For comparison, DuckDB's sort redesign encodes into its normalized key format as data arrives during the sink phase, accumulating into large thread-local sorted runs. The encoding cost is amortized across the entire input stream, and sorting happens once per run on already-encoded data. This avoids the small-batch problem entirely — by the time sorting begins, each thread has a single large run to sort.

Possible directions

These aren't mutually exclusive:

  • Raise or rethink the threshold. The 1MB limit was chosen conservatively. With IncrementalSortIterator (added in fix: Unaccounted spill sort in row_hash #20314) now yielding sorted output in chunks, the peak memory of the concat-and-sort path may be more manageable than it was in 2023. Could we raise it, or gate on row count instead?

  • Coalesce batches before sorting in the merge path. When the merge path is taken, we could concatenate small batches into larger ones (e.g., 32K–64K rows) before sorting, giving row-format kernels enough rows to amortize encoding. This also reduces the merge fan-in, which is related to Improve performance of large sorts with Cascaded merge / tree #7181 (cascaded merge for large fan-in). This doesn't require concatenating the entire buffer — just local coalescing.

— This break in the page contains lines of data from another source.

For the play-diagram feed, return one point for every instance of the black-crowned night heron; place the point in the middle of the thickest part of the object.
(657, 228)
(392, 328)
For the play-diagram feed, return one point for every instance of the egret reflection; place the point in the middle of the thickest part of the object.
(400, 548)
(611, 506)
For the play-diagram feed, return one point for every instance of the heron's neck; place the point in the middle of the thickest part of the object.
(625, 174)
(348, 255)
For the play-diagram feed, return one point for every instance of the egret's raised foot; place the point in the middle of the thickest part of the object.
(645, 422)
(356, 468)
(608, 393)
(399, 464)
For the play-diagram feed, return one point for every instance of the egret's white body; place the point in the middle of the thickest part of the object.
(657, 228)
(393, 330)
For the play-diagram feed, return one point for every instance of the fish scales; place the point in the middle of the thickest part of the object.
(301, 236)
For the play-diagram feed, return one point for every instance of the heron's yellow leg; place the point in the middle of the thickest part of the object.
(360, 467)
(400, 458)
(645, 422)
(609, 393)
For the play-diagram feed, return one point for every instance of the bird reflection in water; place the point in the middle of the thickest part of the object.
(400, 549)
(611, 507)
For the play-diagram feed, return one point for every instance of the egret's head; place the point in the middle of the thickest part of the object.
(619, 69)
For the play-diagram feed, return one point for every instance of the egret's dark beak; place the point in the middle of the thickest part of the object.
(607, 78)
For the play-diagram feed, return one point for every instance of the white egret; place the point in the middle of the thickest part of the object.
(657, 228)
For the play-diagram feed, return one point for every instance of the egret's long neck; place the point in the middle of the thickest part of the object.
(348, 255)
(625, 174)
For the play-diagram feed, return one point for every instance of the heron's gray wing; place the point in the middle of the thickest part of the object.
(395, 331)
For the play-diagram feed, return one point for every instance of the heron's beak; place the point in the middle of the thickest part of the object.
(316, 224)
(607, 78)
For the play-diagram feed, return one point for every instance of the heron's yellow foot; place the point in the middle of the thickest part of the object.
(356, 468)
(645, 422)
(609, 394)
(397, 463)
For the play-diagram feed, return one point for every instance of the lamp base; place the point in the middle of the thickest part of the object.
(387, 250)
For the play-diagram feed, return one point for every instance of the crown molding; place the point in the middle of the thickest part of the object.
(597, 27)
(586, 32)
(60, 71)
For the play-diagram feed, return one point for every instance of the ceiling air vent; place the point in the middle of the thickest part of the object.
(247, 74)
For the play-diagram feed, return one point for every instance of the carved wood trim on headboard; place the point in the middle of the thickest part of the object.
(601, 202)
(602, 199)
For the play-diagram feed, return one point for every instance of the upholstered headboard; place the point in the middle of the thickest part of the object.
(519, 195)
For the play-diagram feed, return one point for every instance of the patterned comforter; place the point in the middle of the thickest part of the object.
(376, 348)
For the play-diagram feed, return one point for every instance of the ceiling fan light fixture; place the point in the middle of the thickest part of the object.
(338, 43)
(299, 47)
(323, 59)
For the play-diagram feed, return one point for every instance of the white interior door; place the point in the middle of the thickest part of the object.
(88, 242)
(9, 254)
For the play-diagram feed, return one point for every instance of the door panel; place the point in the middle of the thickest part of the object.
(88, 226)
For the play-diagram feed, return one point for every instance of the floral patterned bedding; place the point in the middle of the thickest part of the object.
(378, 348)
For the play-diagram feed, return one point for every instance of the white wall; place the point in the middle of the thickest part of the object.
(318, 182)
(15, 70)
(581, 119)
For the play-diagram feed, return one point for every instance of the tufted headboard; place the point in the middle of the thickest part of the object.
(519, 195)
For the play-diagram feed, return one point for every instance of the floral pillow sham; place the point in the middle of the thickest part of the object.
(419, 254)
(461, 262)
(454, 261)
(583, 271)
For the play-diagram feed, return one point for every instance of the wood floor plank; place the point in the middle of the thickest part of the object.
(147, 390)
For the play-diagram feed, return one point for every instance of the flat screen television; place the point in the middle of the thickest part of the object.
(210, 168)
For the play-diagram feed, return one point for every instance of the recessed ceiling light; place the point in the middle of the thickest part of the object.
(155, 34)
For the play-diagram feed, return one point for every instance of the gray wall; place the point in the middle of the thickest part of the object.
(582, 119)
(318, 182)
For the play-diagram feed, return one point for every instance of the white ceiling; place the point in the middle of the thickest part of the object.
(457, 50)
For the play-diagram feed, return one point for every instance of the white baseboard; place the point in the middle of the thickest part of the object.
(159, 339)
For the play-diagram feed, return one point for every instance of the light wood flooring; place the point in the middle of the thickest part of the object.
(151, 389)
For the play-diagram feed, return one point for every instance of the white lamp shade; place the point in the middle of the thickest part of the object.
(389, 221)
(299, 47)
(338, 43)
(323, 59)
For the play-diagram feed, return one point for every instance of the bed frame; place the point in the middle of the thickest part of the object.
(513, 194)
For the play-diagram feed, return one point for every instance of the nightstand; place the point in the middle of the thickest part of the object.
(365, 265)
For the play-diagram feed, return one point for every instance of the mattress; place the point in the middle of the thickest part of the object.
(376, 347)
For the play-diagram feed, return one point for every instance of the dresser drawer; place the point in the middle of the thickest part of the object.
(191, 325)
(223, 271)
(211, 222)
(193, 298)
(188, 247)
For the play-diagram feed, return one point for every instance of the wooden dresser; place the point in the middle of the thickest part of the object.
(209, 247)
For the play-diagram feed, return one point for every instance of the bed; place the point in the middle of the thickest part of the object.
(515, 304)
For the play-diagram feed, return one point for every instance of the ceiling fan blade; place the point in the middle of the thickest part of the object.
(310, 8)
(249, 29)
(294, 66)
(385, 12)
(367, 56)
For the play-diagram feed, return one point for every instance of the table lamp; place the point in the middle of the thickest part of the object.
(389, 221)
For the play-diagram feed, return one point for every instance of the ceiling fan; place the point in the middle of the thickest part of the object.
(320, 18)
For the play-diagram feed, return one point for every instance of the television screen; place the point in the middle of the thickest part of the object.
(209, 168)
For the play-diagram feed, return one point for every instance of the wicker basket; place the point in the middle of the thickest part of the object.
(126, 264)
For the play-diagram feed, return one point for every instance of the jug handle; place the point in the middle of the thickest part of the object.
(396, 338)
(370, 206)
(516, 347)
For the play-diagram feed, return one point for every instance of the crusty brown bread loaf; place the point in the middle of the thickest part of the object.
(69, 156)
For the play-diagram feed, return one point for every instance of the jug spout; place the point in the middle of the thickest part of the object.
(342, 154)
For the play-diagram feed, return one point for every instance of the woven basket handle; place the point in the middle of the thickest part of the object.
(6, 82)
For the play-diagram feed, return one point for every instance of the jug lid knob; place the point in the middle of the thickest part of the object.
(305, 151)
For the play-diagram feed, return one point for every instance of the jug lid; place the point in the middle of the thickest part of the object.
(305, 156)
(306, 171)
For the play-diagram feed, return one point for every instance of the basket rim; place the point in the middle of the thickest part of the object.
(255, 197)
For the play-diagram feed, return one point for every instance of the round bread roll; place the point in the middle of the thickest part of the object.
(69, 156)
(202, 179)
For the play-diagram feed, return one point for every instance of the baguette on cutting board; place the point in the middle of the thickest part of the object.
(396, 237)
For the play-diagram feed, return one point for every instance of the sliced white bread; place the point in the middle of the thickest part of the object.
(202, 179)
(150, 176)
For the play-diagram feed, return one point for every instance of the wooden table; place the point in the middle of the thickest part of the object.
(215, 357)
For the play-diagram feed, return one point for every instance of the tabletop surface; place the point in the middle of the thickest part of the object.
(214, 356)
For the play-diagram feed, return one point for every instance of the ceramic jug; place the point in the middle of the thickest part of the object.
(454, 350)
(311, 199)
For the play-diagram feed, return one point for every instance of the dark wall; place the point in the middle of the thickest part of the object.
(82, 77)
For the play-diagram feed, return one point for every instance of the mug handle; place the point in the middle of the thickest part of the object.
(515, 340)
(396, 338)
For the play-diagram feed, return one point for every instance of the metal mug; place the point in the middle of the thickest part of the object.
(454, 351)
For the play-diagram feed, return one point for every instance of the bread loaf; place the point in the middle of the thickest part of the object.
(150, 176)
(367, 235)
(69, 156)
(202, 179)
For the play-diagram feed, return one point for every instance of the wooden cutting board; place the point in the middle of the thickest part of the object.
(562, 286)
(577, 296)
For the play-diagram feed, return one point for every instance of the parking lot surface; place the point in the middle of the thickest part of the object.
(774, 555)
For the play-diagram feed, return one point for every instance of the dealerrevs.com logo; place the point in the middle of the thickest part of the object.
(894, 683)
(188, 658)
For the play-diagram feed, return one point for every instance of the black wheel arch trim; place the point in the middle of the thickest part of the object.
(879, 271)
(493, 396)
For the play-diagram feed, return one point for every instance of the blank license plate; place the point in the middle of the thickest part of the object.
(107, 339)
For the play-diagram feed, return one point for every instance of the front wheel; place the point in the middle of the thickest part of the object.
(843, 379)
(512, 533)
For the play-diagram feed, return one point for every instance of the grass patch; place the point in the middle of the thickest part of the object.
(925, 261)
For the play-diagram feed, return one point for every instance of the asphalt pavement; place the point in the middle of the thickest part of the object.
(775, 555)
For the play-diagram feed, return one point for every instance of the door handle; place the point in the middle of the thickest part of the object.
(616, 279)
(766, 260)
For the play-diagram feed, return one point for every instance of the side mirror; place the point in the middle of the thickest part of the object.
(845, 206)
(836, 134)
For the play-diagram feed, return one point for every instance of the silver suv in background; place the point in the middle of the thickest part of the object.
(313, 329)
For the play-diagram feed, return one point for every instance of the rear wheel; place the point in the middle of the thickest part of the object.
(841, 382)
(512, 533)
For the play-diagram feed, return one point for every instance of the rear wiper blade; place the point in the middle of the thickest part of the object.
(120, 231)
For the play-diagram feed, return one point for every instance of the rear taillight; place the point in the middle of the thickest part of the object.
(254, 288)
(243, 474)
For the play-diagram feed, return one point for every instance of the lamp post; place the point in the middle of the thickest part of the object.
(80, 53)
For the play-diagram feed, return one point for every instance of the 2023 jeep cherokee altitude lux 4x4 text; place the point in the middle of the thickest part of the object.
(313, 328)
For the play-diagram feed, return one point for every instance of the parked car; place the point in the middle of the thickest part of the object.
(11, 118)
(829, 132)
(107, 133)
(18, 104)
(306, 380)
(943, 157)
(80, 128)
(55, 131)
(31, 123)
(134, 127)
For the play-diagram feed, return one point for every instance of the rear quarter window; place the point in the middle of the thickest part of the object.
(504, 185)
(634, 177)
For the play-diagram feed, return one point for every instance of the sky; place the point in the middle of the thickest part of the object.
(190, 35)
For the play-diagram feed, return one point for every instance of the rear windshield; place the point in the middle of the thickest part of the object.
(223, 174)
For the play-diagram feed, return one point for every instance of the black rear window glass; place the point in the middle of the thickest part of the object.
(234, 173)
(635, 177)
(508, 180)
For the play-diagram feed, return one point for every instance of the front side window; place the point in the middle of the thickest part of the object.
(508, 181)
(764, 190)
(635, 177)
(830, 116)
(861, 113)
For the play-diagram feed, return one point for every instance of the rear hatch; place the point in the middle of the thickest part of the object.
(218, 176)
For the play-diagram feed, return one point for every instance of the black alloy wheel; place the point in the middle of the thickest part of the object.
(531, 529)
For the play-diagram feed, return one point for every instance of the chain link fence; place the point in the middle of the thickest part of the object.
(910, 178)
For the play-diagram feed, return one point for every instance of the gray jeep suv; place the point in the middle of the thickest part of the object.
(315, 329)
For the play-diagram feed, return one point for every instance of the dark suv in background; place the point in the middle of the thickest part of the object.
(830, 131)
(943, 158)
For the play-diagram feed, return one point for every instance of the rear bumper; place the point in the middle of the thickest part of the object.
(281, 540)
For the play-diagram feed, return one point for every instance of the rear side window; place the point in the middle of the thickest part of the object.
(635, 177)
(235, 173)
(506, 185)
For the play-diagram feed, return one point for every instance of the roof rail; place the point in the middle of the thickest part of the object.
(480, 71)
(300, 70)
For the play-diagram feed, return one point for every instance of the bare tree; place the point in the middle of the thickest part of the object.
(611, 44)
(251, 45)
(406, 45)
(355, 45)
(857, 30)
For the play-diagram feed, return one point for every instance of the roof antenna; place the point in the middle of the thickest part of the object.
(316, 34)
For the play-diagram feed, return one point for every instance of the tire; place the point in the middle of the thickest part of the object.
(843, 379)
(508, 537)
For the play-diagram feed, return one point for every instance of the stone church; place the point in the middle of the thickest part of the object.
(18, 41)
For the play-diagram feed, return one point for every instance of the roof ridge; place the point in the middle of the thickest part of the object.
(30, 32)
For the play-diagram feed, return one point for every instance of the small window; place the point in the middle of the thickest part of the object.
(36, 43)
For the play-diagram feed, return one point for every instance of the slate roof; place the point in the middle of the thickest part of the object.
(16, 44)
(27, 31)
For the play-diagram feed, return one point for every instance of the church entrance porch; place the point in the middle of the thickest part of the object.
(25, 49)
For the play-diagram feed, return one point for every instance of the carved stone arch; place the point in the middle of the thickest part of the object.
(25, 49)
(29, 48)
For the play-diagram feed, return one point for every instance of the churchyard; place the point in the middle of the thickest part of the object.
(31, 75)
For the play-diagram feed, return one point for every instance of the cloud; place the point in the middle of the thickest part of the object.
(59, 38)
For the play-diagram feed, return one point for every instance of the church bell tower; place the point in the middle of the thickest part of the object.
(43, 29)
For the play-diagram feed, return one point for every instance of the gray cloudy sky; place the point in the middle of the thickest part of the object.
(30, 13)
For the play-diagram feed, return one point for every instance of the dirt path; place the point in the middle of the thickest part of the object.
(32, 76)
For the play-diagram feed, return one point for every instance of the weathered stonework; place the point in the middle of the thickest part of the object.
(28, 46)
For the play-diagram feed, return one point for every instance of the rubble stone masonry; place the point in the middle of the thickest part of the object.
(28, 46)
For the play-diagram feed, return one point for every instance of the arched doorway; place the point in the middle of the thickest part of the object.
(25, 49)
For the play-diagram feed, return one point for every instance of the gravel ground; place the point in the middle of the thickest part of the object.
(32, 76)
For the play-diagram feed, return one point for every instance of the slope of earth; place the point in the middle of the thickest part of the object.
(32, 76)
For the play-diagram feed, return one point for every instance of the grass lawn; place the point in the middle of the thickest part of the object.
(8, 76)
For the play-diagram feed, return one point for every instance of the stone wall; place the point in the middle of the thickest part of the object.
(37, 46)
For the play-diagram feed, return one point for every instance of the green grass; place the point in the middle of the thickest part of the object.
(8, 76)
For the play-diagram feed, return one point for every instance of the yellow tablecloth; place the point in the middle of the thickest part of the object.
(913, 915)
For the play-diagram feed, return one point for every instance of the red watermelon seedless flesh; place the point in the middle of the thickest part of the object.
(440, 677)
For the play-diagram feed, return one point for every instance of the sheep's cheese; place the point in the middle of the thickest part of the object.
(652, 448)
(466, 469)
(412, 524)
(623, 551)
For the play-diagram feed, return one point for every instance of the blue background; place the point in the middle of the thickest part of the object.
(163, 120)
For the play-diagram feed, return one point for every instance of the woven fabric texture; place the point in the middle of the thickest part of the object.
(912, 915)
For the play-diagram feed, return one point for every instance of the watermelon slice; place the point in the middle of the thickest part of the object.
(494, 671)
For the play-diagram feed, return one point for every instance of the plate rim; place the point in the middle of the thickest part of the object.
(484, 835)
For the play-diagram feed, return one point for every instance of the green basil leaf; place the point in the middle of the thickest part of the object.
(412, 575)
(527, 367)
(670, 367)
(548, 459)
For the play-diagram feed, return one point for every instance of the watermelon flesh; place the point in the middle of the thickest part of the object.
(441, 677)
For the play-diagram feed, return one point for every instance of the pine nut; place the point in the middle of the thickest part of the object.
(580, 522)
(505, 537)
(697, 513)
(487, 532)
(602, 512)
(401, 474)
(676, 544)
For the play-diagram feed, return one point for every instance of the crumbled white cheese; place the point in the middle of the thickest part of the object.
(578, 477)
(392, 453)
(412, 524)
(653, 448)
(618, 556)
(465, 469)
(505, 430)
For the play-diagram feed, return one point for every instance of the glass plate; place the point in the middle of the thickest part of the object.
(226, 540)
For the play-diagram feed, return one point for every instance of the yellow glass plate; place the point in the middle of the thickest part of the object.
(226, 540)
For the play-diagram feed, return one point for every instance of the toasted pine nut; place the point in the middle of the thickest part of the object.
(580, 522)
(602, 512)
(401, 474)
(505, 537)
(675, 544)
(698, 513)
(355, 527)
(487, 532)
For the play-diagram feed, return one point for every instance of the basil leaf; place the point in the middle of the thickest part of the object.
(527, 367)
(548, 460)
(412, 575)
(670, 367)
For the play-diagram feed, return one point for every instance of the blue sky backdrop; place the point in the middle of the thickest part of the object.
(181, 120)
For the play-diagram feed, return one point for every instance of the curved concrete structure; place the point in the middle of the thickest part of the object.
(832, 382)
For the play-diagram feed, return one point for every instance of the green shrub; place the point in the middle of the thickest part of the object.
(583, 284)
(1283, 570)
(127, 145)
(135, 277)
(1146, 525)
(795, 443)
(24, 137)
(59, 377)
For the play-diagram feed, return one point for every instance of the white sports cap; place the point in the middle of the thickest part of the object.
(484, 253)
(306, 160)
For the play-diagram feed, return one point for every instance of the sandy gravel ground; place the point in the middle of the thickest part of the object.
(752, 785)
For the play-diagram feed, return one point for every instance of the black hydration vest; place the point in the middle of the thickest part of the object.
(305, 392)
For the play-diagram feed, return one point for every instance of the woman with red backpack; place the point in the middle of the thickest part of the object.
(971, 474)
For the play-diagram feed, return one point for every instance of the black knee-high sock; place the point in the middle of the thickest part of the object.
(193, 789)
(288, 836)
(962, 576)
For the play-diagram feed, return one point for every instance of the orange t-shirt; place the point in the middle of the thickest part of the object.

  • Incremental Rows encoding. RowConverter::append already supports incrementally extending a Rows buffer across batches. ExternalSorter could maintain a Rows alongside its in_mem_batches, calling append as each batch arrives (similar to DuckDB's approach). At sort time, the encoding is already done — you just sort the accumulated Rows and use the indices to reorder the original batches. The tradeoff is higher memory during accumulation (raw batches + encoded rows), but encoding cost is fully amortized and radix sort gets a large contiguous run to work with.

  • Fix the benchmark. Increase BATCH_SIZE and/or INPUT_SIZE in benches/sort.rs so that sort partitioned exercises the sort-then-merge path.